The number of couples choosing to cohabit without marrying or entering a civil partnership has continued to rise in recent years. As a result, it is important to be aware of the legal position of cohabitants under Scots law, particularly as there has been some public confusion on the matter.

A paper last year by the Scottish Law Commission noted, amongst other things, the differing public understanding of financial provision for cohabitants and the widespread public belief that ‘common law marriage’ still exists in Scots law. Such a doctrine no longer exists.

The Current Law

The current law for cohabitants can be found in the Family Law (Scotland) Act .

Surviving cohabitants in Scotland do not have the same protections against disinheritance as children, spouses and civil partners. Instead, under section 29 of the 2006 Act, cohabitants must apply to the court for provision from their deceased cohabitant’s estate.

For a successful claim under section 29, the three main requirements are as follows:

(1) the deceased cohabitant must have died without a will;

(2) been domiciled in Scotland immediately before their death;

(3) and the parties must have been cohabiting immediately prior to the death.
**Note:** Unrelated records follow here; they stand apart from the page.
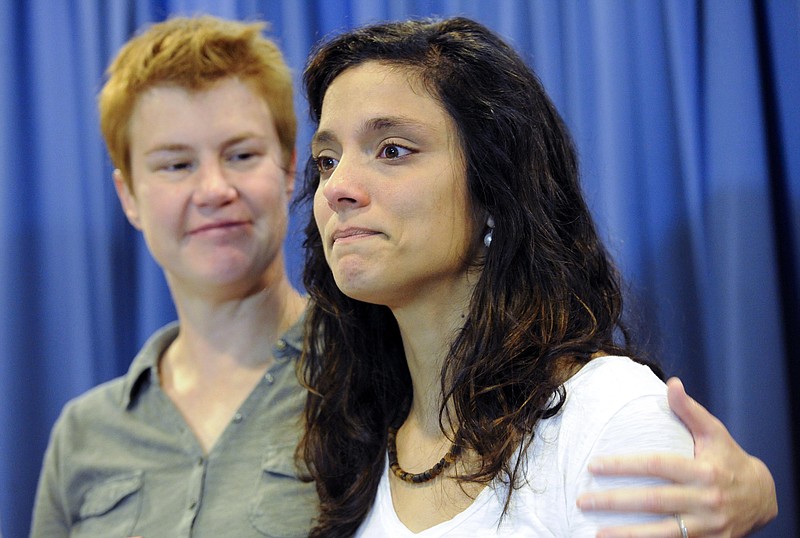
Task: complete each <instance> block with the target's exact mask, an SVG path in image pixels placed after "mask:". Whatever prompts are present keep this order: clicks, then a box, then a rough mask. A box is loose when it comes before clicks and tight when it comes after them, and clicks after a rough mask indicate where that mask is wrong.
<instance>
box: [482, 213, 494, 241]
mask: <svg viewBox="0 0 800 538" xmlns="http://www.w3.org/2000/svg"><path fill="white" fill-rule="evenodd" d="M486 226H488V227H489V231H488V232H486V235H484V236H483V244H484V245H486V248H489V246H490V245H491V244H492V232H494V219H493V218H492V217H489V218H488V219H487V220H486Z"/></svg>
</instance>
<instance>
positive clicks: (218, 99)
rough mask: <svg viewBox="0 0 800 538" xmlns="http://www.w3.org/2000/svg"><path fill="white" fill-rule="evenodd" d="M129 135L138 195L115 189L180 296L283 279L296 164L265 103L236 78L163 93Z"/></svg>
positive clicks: (213, 290)
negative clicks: (292, 191) (291, 194)
mask: <svg viewBox="0 0 800 538" xmlns="http://www.w3.org/2000/svg"><path fill="white" fill-rule="evenodd" d="M129 128H130V159H131V175H132V180H133V191H134V192H130V191H129V189H127V187H126V186H125V184H124V181H123V178H121V177H119V174H118V173H117V177H116V178H115V179H116V181H115V183H116V185H117V190H118V193H119V196H120V200H121V201H122V205H123V208H124V210H125V213H126V215H127V216H128V219H129V220H130V221H131V223H132V224H133V225H134V226H135V227H136V228H138V229H140V230H141V231H142V232H143V234H144V237H145V240H146V241H147V245H148V247H149V248H150V251H151V253H152V255H153V257H154V258H155V259H156V261H157V262H158V263H159V265H160V266H161V267H162V269H163V270H164V272H165V274H166V276H167V279H168V281H169V282H170V286H171V288H172V289H173V293H180V292H181V291H184V292H186V293H189V294H195V293H197V294H203V293H225V294H236V295H244V294H248V293H252V292H255V291H259V290H260V289H262V288H263V287H264V286H265V284H266V283H265V282H264V279H265V278H269V277H270V275H272V274H273V273H275V276H277V275H278V272H280V273H282V271H283V264H282V258H281V252H282V245H283V239H284V236H285V233H286V225H287V218H288V202H289V198H290V195H291V192H292V187H293V178H294V176H293V172H292V167H293V163H284V162H283V160H284V159H283V153H282V151H281V145H280V142H279V140H278V135H277V132H276V130H275V124H274V121H273V118H272V114H271V112H270V110H269V107H268V105H267V104H266V102H265V101H264V99H262V98H261V97H260V96H258V95H257V94H255V93H254V92H253V91H252V90H251V89H250V87H249V86H248V85H247V84H245V83H243V82H241V81H239V80H238V79H235V78H231V79H225V80H223V81H221V82H219V83H217V84H215V85H214V86H212V87H211V88H209V89H207V90H203V91H198V92H189V91H187V90H185V89H183V88H179V87H173V86H157V87H154V88H152V89H150V90H148V91H147V92H145V93H144V94H143V95H142V96H141V97H140V99H139V100H138V102H137V104H136V108H135V109H134V112H133V115H132V117H131V123H130V127H129Z"/></svg>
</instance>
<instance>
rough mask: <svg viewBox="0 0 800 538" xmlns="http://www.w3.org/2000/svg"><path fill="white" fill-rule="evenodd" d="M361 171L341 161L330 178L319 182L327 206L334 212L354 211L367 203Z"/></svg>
mask: <svg viewBox="0 0 800 538" xmlns="http://www.w3.org/2000/svg"><path fill="white" fill-rule="evenodd" d="M361 174H362V172H361V170H360V169H359V167H358V165H357V164H354V163H349V162H346V161H345V160H344V159H342V160H341V161H340V162H339V164H338V165H337V166H336V168H335V169H334V170H333V172H332V173H331V175H330V177H329V178H328V179H327V180H325V181H322V182H320V188H321V189H322V194H323V196H324V197H325V199H326V200H327V201H328V206H329V207H330V208H331V210H333V211H335V212H337V213H338V212H341V211H346V210H348V209H356V208H358V207H362V206H364V205H367V204H368V203H369V195H368V192H367V189H366V188H365V185H364V182H363V180H361V179H360V178H361Z"/></svg>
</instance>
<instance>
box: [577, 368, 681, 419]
mask: <svg viewBox="0 0 800 538" xmlns="http://www.w3.org/2000/svg"><path fill="white" fill-rule="evenodd" d="M564 388H565V389H566V392H567V401H568V402H569V404H570V405H575V404H587V403H589V402H593V401H595V402H597V403H601V404H602V405H601V408H602V409H606V410H613V408H615V407H618V406H622V405H625V404H626V403H628V402H630V401H631V400H635V399H637V398H641V397H643V396H663V397H666V393H667V388H666V385H665V384H664V382H663V381H661V380H660V379H659V378H658V377H657V376H656V375H655V374H654V373H653V371H652V370H651V369H650V368H649V367H647V366H645V365H643V364H639V363H637V362H634V361H633V360H631V359H629V358H628V357H617V356H606V357H600V358H597V359H594V360H592V361H589V363H588V364H586V366H584V367H583V368H581V369H580V370H579V371H578V372H577V373H576V374H575V375H574V376H572V378H570V379H569V380H567V382H566V383H564ZM599 411H600V410H599Z"/></svg>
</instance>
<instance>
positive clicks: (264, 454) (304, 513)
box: [250, 445, 318, 538]
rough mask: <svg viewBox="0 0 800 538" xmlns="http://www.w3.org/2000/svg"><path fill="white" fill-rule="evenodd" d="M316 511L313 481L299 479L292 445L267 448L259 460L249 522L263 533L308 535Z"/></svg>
mask: <svg viewBox="0 0 800 538" xmlns="http://www.w3.org/2000/svg"><path fill="white" fill-rule="evenodd" d="M317 510H318V502H317V491H316V489H315V488H314V484H313V482H302V481H301V480H300V478H299V476H298V471H297V468H296V467H295V463H294V446H293V445H286V446H278V447H270V448H268V449H267V450H266V451H265V453H264V457H263V459H262V461H261V473H260V476H259V477H258V482H257V484H256V488H255V495H254V497H253V506H252V508H251V511H250V522H251V523H252V525H253V527H254V528H255V529H256V530H258V531H259V532H260V533H261V534H263V535H264V536H269V537H271V538H290V537H305V536H308V531H309V529H310V528H311V519H312V518H313V517H315V516H316V514H317Z"/></svg>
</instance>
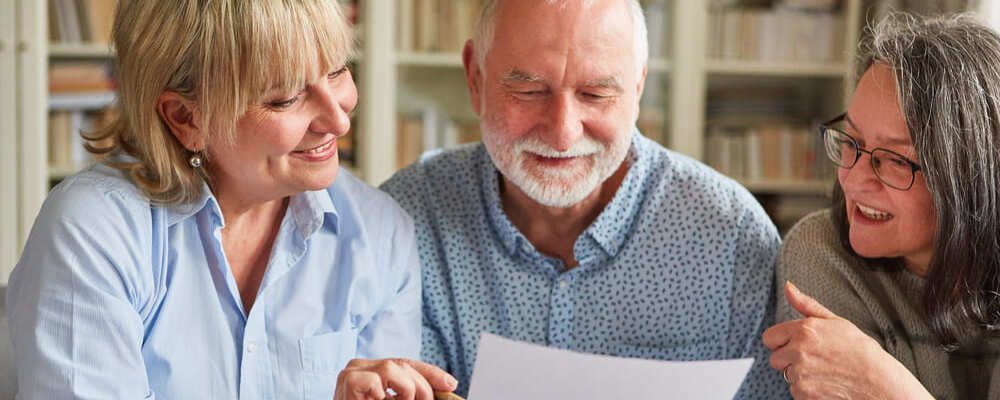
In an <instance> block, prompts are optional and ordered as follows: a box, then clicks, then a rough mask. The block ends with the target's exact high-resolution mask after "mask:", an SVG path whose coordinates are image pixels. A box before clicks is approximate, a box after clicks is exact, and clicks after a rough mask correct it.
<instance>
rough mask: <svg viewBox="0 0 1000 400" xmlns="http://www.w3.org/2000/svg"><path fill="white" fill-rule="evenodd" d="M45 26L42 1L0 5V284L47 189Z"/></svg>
mask: <svg viewBox="0 0 1000 400" xmlns="http://www.w3.org/2000/svg"><path fill="white" fill-rule="evenodd" d="M45 21H46V10H45V2H43V1H35V0H14V1H5V2H3V3H2V4H0V42H2V43H0V104H2V106H0V108H2V109H3V110H2V111H0V115H2V116H3V117H2V118H0V134H2V135H0V154H2V156H0V165H2V167H0V202H2V207H0V284H6V282H7V277H8V275H9V274H10V270H11V268H13V266H14V262H15V261H16V260H17V257H18V255H19V253H20V249H21V247H22V246H23V243H24V241H25V239H27V235H28V232H29V230H30V228H31V224H32V222H33V221H34V219H35V215H36V214H37V213H38V208H39V207H40V206H41V203H42V200H43V199H44V197H45V193H46V191H47V189H48V188H47V186H48V185H47V182H46V171H45V162H46V147H45V132H46V127H45V124H46V105H45V102H46V88H47V81H46V80H47V75H46V52H47V43H46V39H47V38H46V35H45V28H44V27H45V26H46V22H45ZM12 173H13V175H14V176H11V174H12Z"/></svg>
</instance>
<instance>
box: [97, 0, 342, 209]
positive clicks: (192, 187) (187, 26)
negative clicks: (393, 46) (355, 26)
mask: <svg viewBox="0 0 1000 400" xmlns="http://www.w3.org/2000/svg"><path fill="white" fill-rule="evenodd" d="M112 36H113V42H114V46H115V49H116V51H117V57H116V58H115V69H114V70H115V74H116V77H117V81H118V102H117V107H118V109H119V113H118V117H117V118H116V119H115V120H114V121H113V122H112V123H111V124H110V125H109V126H108V127H107V128H106V129H103V130H100V131H98V132H94V133H92V134H89V135H86V136H85V137H86V138H87V139H88V140H91V141H93V142H92V144H91V145H90V146H88V149H89V150H90V151H92V152H94V153H98V154H107V153H124V154H127V155H129V156H131V158H125V159H122V158H117V157H116V158H115V160H116V161H115V162H111V163H110V164H111V165H113V166H114V167H116V168H118V169H120V170H122V171H123V172H124V173H125V175H126V176H128V177H129V178H130V179H131V180H132V181H133V183H135V184H136V186H138V187H139V188H140V189H141V190H142V191H143V192H144V193H145V194H146V195H147V196H148V197H149V198H150V200H151V201H153V202H154V203H158V204H179V203H185V202H188V201H191V200H194V199H196V198H197V196H198V195H199V194H200V193H201V191H202V186H203V182H204V180H205V179H208V178H209V177H208V176H207V175H205V174H204V173H203V172H200V171H202V170H204V168H199V169H197V170H196V169H193V168H191V167H190V166H188V165H187V159H188V157H189V156H190V153H189V151H188V150H187V149H186V148H184V146H183V145H182V144H181V143H180V142H179V141H178V140H177V139H176V138H175V137H174V135H173V134H171V131H170V128H169V127H168V126H167V125H166V123H165V122H164V121H163V120H162V119H161V117H160V115H159V114H158V112H157V100H158V98H159V96H160V95H161V94H162V93H164V92H165V91H174V92H177V93H179V94H180V95H181V96H184V97H185V98H187V99H189V100H191V101H192V102H193V103H194V104H195V108H196V111H197V113H198V115H199V116H200V120H198V121H195V122H196V123H198V124H199V127H200V129H201V131H202V133H203V134H204V135H205V136H206V137H208V136H219V137H221V138H223V139H224V140H223V142H225V143H233V141H234V140H235V137H234V136H235V128H236V127H235V125H236V120H237V119H238V118H239V117H240V116H241V115H243V114H244V113H245V112H246V110H247V107H248V106H249V105H250V104H252V103H254V102H258V101H261V100H262V97H263V96H264V95H265V94H266V93H267V92H268V91H269V90H271V89H275V88H280V89H288V90H289V91H291V90H295V91H297V90H299V88H301V87H303V86H304V85H305V83H306V82H308V81H309V80H311V79H315V78H316V77H318V76H322V75H324V74H325V73H326V72H328V71H329V70H330V69H333V68H336V67H338V66H339V65H342V64H343V63H345V62H346V61H347V60H348V59H350V58H351V57H352V55H353V51H354V43H353V39H352V36H351V30H350V27H349V26H348V24H347V22H346V20H345V19H344V16H343V14H342V12H341V11H340V9H339V6H338V5H337V2H335V1H328V0H309V1H296V2H281V1H243V0H219V1H201V0H132V1H120V2H118V8H117V10H116V12H115V20H114V29H113V35H112ZM104 139H108V141H109V142H110V143H111V144H110V145H108V146H97V147H95V145H94V143H97V141H101V140H104ZM206 154H207V153H206Z"/></svg>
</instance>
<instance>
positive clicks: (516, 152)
mask: <svg viewBox="0 0 1000 400" xmlns="http://www.w3.org/2000/svg"><path fill="white" fill-rule="evenodd" d="M582 3H584V2H567V3H565V4H556V5H550V4H543V3H542V2H540V1H537V0H519V1H505V2H503V3H502V5H501V6H500V7H501V9H500V10H498V14H497V15H496V17H495V18H496V22H495V26H494V35H493V37H494V40H493V43H492V44H491V46H489V51H488V53H487V54H486V57H485V61H484V65H482V66H479V65H476V64H475V63H474V62H472V65H471V67H468V68H467V73H468V74H469V85H470V90H471V97H472V103H473V108H474V109H475V110H476V112H477V113H478V114H479V115H480V117H481V127H482V131H483V142H484V144H485V145H486V149H487V151H488V152H489V154H490V157H491V158H492V159H493V162H494V164H495V165H496V166H497V168H498V169H499V170H500V172H501V173H502V174H503V175H504V177H505V178H506V179H507V180H509V181H510V182H512V183H513V184H514V185H516V186H517V187H518V188H519V189H520V190H521V191H523V192H524V193H525V194H527V195H528V196H529V197H530V198H532V199H533V200H535V201H536V202H538V203H540V204H543V205H546V206H550V207H569V206H572V205H575V204H577V203H578V202H580V201H581V200H583V199H584V198H586V197H587V196H588V195H591V194H592V193H594V192H595V191H596V190H597V188H598V187H599V186H600V185H601V183H603V182H605V181H606V180H607V178H608V177H610V176H611V175H612V174H613V173H614V172H615V171H616V170H618V168H619V167H620V166H621V164H622V162H623V160H624V158H625V156H626V154H627V153H628V149H629V146H630V143H631V132H632V128H633V125H634V123H635V118H636V116H637V115H638V114H637V113H638V99H639V95H640V94H641V92H642V82H643V79H644V75H645V72H644V71H645V70H644V69H642V68H640V67H639V66H638V65H637V64H636V63H637V57H636V55H635V49H633V47H634V43H633V41H632V40H630V38H632V37H633V31H632V21H631V16H630V14H629V9H628V8H627V5H626V3H625V2H623V1H617V0H612V1H595V2H592V3H593V4H590V5H584V4H582ZM525 32H530V35H525V34H524V33H525ZM466 52H469V46H467V49H466ZM466 62H467V63H468V62H470V57H468V56H467V57H466ZM480 67H483V68H480ZM640 71H642V72H640Z"/></svg>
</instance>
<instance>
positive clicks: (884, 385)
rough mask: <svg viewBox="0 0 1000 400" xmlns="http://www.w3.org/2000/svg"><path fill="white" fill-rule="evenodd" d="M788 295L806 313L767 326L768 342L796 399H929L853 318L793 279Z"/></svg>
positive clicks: (773, 361) (881, 347)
The court can order financial provision or the transfer of property from the deceased cohabitant’s estate. It also has total discretion in determining the size of any award, provided that the award does not exceed what the cohabitant would have received if they had been married to the deceased.

A claim under section 29 must also be brought within six months of the date of death. The Scottish Government has said that it will legislate to increase the period for bringing claims from six months to a year. However, legislation has not yet brought this extension into force, meaning that tight timescales apply to any cohabitant wishing to make a claim. These timescales can easily be overlooked.

Where there’s a Will, there’s a Way

Wills are flexible enough to deal with all sorts of family situations. By putting one in place, cohabitants can dictate how their assets will pass on their death and ensure that suitable provision is made for their surviving cohabitant.

This can help avoid, firstly, the potentially stressful process of applying to court under section 29 of the 2006 Act at an already difficult time and, secondly, the undesirable situation of leaving the surviving cohabitant in a difficult financial situation. Wills are, therefore, to be recommended for all cohabiting clients.